Why RAG alone fails on regulated corpora

If you can't trace the assertion to the source paragraph, version, and signature, you don't have an audit trail — you have a confident hallucination wearing a citation.

We've integrated RAG into roughly two-thirds of the production systems we've shipped. We've also seen RAG as the single biggest source of post-deployment incidents in regulated workloads.
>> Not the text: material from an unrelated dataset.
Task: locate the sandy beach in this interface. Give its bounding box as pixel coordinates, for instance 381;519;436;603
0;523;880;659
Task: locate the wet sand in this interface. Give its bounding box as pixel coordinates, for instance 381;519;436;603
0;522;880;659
Both things are true. The reason both things are true is that the textbook version of RAG — embed everything, retrieve top-k, generate over the retrieved context — handles 80% of cases beautifully and 20% of cases catastrophically. In regulated work, the 20% is what gets you in front of an examiner.

Three failure modes worth naming.

1. Chunk drift across versions

Regulations get amended. Policies get superseded. Contracts get countersigned. Most RAG systems treat their corpus as a flat namespace of chunks with no concept of which version of a document any given chunk came from.
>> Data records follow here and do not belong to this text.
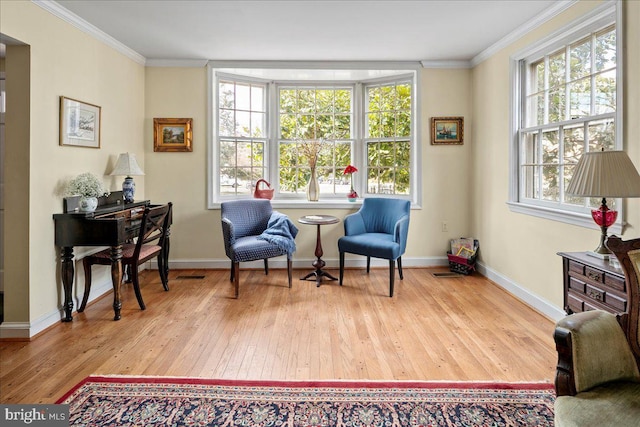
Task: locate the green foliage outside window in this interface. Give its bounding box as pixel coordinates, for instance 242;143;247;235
521;27;617;206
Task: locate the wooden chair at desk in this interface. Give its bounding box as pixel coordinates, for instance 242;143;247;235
78;203;172;312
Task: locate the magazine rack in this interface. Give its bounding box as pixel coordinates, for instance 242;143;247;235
447;239;480;276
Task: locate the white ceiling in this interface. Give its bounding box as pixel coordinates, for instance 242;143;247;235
48;0;574;62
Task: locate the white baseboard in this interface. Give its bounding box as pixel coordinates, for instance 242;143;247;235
0;256;566;339
0;275;113;339
477;262;567;322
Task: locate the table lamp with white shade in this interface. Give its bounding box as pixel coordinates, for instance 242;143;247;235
566;151;640;260
110;153;144;203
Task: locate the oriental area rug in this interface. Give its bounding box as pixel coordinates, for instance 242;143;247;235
57;376;555;427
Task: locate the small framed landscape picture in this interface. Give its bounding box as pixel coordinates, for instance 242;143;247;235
431;117;464;145
60;96;100;148
153;118;193;152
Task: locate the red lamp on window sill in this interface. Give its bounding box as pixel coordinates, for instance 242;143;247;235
567;151;640;260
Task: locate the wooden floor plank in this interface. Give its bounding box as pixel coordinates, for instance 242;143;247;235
0;268;556;403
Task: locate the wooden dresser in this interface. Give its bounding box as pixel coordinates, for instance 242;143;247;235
558;252;627;314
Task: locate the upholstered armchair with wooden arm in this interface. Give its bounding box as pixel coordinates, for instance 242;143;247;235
220;199;298;298
338;197;411;297
554;236;640;427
Two engagements ago we found a system citing the previous year's version of a sanctions list. The text the model returned was technically present in the corpus — but it had been superseded six months earlier, and the new list flagged a new entity the old one didn't cover. The retrieval was correct. The retrieval was also wrong. Welcome to regulated work.

The fix isn't a single technique. It's an invariant: every chunk carries an effective-date range, and every retrieval respects an as-of date the orchestrator passes in. Searches without an as-of date are not allowed in production.

2. Authority confusion

Your corpus contains a draft, a final, an amendment, a redline, a board memo summarizing the amendment, and a customer-facing FAQ paraphrasing the memo. All six documents 'discuss' the same rule. Five of them are not the rule. The retrieval system doesn't know the difference unless you tell it.

The only fix we've found that holds up under audit: every document carries a typed authority level — primary source, derivative, summary, communication — and retrieval can be filtered to authority levels. When a question is 'what does the rule require?', retrieval restricts to primary sources. When the question is 'how have we communicated this to customers?', retrieval restricts to communications. Same corpus, different governance.

3. Silent misses

The most dangerous failure isn't retrieving the wrong thing. It's retrieving nothing relevant and still getting a fluent answer.

Stock RAG behaves the same whether it found a great match or a lousy one. The model writes a confident paragraph either way. In a regulated context, this isn't a quality issue — it's a control issue. You can't have a system that fabricates plausible answers when the evidence isn't there.

We instrument every retrieval with two signals: a relevance score the system can act on, and a coverage signal — does the retrieved set actually contain enough of the relevant ground truth to answer the question? Below either threshold, the system is required to refuse. Refuse, escalate, or ask a clarifying question. Never make something up to fill the silence.

What audit-grade RAG looks like in practice

Stitching the three together: every assertion the system produces is traceable to (a) a specific paragraph, (b) the version of the document that paragraph appeared in, (c) the authority level of that document, and (d) the as-of date the retrieval respected. The evidence package is generated at write time, not synthesized after the fact.

When a regulator or an internal auditor asks 'why did the system say X?', the answer takes ten seconds and includes a hyperlink. When a model is wrong, you can demonstrate exactly which step of the pipeline introduced the error — retrieval, scoring, generation, or verification. That visibility is what 'audit-grade' actually means. Most production RAG systems don't have it.

Closing

RAG is one of the highest-leverage capabilities in the AI stack right now, and it earns its place — but only if you build it for the worst case rather than the median case. In regulated mid-market work, the worst case is the one your buyer is going to be measured on. The median case is what your demo runs on.

Build for the worst case. Demo the median.